In una recente intervista, il suo compagno di squadra al Perugia, Bothroyd, altra meteora, ne traccia un ritratto comunque gentile: “Era scarso, non era bravo. Però aveva quote del club, gli piaceva il calcio e si allenava con noi. Era un miliardario e andava ammirato perché sudava con noi ogni giorno. E poi è stato grazie a lui che ho conosciuto mia moglie a un compleanno. Ho conosciuto una persona corretta e gentile: chiedeva consigli sulle punizioni al telefono a Maradona e come personal trainer aveva Ben Johnson”.
In Serie A vestirà - per così dire - anche altre maglie: giocherà una partita con l’Udinese, e una con la Sampdoria. In tutti e due i casi si segnalerà come giocatore di livello inadeguato al massimo campionato italiano - che in quegli anni era il migliore a livello europeo, e forse nel mondo - e in generale per le sue scorribande notturne e la sua vita lussuosa. A Udine riserverà un piano del suo hotel per il suo cane (con tanto di letto a baldacchino, come ricorda la Gazzetta dello Sport, con una certa ironia), porta spesso i suoi compagni a Parigi in voli privati, e si fa ricordare per alcuni feste particolarmente disinibite, su più livelli. Non proprio una vita da sportivo.
A Genova, con la maglia della Samp, di nuovo vita sregolata e poco calcistica: sulla costa ligure le sue note feste vengono ancora ricordate, di certo ne sanno qualcosa all’Excelsior, dove soggiorna, visto anche il buco di migliaia di euro lasciato dal rampollo Gheddafi.
Il padre, dopo avergli intimato di tornare in patria, gli blocca tutte le carte di credito. Saadi Gheddafi è costretto quindi a tornare a casa, il buco in bilancio dell’hotel rimane, in parte per ovviare alle perdite la magistratura dispone - dopo avergli tolto i sigilli - che la struttura venga risarcita col suv del principe libico, rimasto per anni nel parcheggio, abbandonato.

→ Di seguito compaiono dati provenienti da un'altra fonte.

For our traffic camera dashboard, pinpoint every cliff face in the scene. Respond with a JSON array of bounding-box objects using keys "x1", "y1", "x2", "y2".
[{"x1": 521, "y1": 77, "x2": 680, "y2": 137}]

Che fine ha fatto Gheddafi?
La carriera calcistica di Gheddafi finisce travolta dalla rivoluzione libica, uno dei molti risvolti del movimento panarabico denominato “Primavera araba”. Le milizie ribelli, dopo mesi di lotte, catturano, seviziano e uccidono il padre,e detengono a lungo Saadi, con numerose testimonianze di abusi e torture subite in lunghi mesi di prigionia.
Viene arrestato nel 2014 - dopo una fuga in Niger - per crimini commessi contro i manifestanti durante la Primavera araba 3 anni prima, nel 2011 (le ribellioni vennero inizialmente represse con brutalità dal clan Gheddafi) e per l’uccisione nel 2005 dell’allenatore Bashir al-Rayani, accusa da cui è stato assolto in appello nel 2018, dopo lungaggini processuali, brutali torture (anche riprese in video) da parte delle milizie islamiche e una lunga detenzione. Ora è libero - grazie alla sentenza della Corte di appello di Tripoli - bisognerà seguire se seguirà il suo fratello maggiore Saif: si candida alle elezioni presidenziali, Saadi potrebbe seguirlo e appoggiarlo insieme al resto del clan famigliare dei Gheddafi.